Sounds pretty innocuous at first, that is until you read the line “Comparison shopping sites.”

To me, this is huge news, for three reasons. First, comparison shopping engines (CSEs) drive a huge percentage of Google’s revenue. I don’t know the exact percentage, but it wouldn’t shock me if all the CSEs combined (Shopping.com, Shopzilla, Nextag, Smarter, Become, etc) made up 10% or more of Google’s AdWords revenue.

So to call out these sites as being ‘bad sites’ that Google will try to disallow is sort of like your local grocery store saying that they will no longer sell candy because it’s bad for you. As we all know, however, Google does not make decisions based on some sort of higher standard of ethics or consumer advocacy, so for Google to directly attack CSEs, there must be a darn good financial reason behind this.

And that brings me to reason number two: Google’s continued war against eBay and Microsoft. As I’ve discussed in the past, Google has developed a lot of products to directly compete against these two companies. And guess what? Each of them has a comparison shopping site – eBay owns Shopping.com and MSN has MSN Shopping (though I am not sure whether they actually advertise on Google or not). What better way to hurt your rivals than to prevent them from advertising on your site, which just so happens to be the biggest advertising medium online?

The real revenue impact, however, comes with reason #3: Google Base. Preventing other CSEs from advertising on Google will naturally inhibit their ability to grow their user base. At the same time, Google’s universal search initiative has increasingly emphasized Google Base results within Google natural search results.
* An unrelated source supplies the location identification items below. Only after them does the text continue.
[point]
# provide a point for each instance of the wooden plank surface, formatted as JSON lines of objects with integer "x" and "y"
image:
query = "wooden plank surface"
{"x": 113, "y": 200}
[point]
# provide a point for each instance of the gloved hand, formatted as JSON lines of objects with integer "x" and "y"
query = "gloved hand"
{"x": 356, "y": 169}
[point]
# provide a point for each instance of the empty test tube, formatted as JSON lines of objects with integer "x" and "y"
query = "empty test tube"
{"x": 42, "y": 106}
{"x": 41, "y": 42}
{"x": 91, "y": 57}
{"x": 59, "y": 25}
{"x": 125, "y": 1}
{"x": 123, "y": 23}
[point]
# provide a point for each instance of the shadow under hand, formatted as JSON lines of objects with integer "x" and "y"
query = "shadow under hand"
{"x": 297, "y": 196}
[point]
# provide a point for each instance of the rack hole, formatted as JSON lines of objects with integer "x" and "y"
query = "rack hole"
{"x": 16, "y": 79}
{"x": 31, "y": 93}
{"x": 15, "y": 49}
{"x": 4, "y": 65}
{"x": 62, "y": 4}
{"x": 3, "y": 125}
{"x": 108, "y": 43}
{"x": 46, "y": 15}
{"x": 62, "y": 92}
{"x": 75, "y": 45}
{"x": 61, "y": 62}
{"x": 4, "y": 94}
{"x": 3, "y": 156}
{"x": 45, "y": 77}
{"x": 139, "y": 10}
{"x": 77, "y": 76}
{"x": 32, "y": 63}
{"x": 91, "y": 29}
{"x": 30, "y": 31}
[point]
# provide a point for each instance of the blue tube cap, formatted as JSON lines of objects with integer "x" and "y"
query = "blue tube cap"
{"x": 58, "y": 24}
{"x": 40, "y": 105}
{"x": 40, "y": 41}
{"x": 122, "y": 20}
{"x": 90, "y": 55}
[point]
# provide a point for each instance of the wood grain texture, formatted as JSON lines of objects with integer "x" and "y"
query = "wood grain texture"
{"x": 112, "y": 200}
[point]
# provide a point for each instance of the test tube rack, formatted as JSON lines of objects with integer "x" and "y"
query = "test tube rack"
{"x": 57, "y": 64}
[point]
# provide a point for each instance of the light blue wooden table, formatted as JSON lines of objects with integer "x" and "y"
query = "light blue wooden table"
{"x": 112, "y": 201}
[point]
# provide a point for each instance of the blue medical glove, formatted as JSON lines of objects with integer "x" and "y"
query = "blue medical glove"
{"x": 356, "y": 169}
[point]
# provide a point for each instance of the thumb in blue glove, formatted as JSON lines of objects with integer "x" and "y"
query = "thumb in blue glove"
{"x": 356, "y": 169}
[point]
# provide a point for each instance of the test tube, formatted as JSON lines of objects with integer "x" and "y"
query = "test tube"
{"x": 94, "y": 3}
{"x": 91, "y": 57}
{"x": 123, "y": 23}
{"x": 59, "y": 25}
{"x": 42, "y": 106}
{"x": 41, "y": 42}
Do you see a trend here? Less exposure for rival CSEs, more exposure for Google’s homegrown CSE. Granted Google Base is currently free, but to paraphrase Milton Friedman, ‘there ain’t no such thing as a free lunch.’ Is there any doubt that Google will eventually begin to monetize Google Base traffic, either through AdSense or through a classic ‘charge the merchant’ CSE model?

A lot of people yawned when Google yanked the “free iPod” or “Made for AdSense” sites from the AdWords mix. I’m shocked that this announcement seems to have resulted in the same sense of apathy. If I was working for a CSE at the moment, the only yawns I’d have would be coming after many sleepless nights.